Cha Thrat was wondering if there was anything she could do or say that would halt the relentless closing down of her options, when Braithwaite looked up from its display.
“Excuse me, sir,” it said. “But from my knowledge of the personalities involved, Conway, Khone, and Prilicla are unlikely to discuss it among anyone but themselves, and Murchison, who is a very intelligent entity indeed, will do likewise when she realizes the truth or learns it from her life-mate. Her psych profile indicates the presence of a well-developed sense of humor, and it might well be that the thought of an
other-species entity, and another female at that, looking upon her with the same libidinous feelings as those of her life-mate, Conway, would be funnier than it was embarrassing. Naturally, I would not suggest that any of these misdirected feelings would be translated into action, but certain entertaining sexual fantasies could arise that would illuminate the whole area of interspecies—”
“Braithwaite,” O’Mara said quietly, “it is talk like that which gives people the wrong impression about e-t psychologists.
“As for you, Cha Thrat,” it went on, “I decided a long time ago that there was only one position here that suited your particular talents. Once again you will start as a trainee, at the bottom, and advancement will be slow because your chief is very hard to please. It is a difficult and often thankless job that will cause irritation to most people, but then you’ve become used to that. You will have a few compensations, like being able to poke your olfactory orifices into everyone else’s business whenever you think it necessary. Do you accept?”

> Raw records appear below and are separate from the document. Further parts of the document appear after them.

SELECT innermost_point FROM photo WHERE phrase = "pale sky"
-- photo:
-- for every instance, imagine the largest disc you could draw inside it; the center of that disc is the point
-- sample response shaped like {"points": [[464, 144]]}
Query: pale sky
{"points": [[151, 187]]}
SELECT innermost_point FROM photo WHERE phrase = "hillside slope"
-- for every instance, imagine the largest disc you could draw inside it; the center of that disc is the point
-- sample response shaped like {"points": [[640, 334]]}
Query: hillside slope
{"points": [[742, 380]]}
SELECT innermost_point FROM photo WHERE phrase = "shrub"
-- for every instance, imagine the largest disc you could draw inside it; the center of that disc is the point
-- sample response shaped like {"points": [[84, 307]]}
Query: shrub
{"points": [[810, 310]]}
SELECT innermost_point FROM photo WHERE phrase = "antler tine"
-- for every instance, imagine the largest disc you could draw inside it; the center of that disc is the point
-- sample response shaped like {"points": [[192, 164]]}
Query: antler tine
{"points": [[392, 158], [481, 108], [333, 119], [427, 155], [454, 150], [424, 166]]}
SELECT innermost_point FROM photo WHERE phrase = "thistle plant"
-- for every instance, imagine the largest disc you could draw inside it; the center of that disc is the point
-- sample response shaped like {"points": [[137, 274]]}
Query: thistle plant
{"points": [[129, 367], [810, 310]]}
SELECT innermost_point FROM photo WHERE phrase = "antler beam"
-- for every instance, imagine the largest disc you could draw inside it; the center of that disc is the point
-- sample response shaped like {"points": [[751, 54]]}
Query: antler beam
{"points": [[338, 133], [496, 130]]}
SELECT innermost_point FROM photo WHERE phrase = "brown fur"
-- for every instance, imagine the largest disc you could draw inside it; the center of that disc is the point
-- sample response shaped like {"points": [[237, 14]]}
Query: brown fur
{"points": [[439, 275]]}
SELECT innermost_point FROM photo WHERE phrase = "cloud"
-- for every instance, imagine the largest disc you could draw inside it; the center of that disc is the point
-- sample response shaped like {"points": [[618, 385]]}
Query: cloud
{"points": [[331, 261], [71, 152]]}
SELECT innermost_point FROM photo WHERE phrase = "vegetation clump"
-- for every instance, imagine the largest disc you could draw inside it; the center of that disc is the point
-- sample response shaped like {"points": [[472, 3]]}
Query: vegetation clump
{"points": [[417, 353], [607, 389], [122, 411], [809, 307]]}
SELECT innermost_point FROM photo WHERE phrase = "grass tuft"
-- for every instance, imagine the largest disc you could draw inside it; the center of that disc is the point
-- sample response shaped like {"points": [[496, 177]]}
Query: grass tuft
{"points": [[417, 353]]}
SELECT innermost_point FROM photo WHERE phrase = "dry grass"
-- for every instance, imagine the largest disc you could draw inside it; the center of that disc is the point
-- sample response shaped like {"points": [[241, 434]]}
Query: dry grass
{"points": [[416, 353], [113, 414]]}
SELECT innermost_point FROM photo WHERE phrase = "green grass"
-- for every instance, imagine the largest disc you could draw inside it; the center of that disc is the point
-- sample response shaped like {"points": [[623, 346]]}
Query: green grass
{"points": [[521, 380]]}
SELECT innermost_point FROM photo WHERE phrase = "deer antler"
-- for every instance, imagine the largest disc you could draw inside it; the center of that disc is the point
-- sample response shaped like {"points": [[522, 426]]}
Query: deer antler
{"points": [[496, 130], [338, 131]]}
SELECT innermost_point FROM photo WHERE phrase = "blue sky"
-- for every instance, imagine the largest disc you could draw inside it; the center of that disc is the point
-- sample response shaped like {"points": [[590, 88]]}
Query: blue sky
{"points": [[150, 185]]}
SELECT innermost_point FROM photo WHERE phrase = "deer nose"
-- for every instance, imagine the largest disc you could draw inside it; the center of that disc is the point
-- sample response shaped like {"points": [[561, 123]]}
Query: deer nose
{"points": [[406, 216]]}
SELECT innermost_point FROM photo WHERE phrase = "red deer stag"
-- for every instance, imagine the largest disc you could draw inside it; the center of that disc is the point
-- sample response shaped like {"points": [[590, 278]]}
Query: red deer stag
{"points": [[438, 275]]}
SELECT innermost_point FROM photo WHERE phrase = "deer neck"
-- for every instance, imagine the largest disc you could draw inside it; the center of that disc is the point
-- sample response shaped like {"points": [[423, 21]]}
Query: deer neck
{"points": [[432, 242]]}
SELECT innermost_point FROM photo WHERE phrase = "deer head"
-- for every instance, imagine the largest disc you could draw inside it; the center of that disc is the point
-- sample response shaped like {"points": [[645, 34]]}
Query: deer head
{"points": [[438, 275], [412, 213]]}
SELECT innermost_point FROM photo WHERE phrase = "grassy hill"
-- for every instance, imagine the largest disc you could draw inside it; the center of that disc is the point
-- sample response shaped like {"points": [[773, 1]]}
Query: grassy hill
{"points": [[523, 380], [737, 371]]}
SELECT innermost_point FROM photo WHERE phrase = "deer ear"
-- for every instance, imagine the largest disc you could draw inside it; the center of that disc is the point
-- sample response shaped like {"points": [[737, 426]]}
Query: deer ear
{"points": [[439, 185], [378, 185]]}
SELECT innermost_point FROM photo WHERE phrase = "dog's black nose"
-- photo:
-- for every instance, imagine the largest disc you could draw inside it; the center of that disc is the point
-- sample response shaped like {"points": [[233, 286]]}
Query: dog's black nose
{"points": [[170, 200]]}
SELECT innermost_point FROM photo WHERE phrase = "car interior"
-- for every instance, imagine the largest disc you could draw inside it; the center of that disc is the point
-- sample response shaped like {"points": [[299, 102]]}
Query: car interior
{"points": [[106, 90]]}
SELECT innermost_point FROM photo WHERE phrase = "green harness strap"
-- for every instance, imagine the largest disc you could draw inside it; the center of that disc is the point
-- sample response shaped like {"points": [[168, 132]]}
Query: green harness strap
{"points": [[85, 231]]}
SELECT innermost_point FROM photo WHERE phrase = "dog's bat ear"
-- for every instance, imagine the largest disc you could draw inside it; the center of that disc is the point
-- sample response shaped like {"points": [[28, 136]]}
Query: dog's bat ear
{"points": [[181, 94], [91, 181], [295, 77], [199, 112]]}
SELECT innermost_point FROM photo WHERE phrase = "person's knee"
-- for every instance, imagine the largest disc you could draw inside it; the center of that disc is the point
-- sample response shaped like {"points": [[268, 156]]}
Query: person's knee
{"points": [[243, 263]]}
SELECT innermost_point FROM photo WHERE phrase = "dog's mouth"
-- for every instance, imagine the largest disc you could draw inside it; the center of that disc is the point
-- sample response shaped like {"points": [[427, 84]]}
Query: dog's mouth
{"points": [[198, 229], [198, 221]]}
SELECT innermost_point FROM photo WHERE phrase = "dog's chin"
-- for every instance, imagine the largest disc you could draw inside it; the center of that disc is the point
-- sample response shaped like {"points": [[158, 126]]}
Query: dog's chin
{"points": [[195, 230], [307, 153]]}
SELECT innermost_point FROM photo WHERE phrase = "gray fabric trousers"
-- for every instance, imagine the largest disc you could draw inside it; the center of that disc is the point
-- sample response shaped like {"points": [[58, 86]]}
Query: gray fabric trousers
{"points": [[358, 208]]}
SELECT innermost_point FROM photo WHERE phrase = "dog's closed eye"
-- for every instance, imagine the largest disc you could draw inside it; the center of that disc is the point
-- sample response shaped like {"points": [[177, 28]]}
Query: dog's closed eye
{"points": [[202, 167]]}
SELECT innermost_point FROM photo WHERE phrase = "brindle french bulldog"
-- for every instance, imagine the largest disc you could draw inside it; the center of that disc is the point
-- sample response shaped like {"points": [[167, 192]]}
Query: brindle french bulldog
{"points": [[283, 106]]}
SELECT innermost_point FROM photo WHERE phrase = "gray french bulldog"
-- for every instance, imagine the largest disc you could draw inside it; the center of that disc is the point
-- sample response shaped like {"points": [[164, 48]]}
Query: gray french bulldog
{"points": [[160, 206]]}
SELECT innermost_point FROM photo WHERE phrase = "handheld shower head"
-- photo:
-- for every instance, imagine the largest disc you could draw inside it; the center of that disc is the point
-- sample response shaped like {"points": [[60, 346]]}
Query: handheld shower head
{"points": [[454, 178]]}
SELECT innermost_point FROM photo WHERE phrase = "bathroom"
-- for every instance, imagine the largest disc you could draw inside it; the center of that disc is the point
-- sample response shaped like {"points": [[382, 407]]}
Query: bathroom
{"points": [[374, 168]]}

Suddenly Cha Thrat’s pulse was clearly audible to her and she was finding it difficult to breathe. “I—I don’t understand,” she said.
O’Mara took a deep breath, then exhaled through its nose and said, “You
do
understand, Cha Thrat. Don’t pretend to be stupid when you aren’t.”
“I do understand,” she agreed, “and I am most grateful. The delay was due to a combination of initial disbelief and consideration of the implications. You are saying that I am to learn the skills of nonmaterial healing, the casting of spells, and that I am to become a trainee wizard.”
“Something like that,” the Chief Psychologist said. It glanced at the display on her desk and added, “I see that you’ve already been exposed to the senior staff psych chart amendment procedure. It is routine, unexciting but very necessary work. Braithwaite has been trying to unload the job on someone for months.”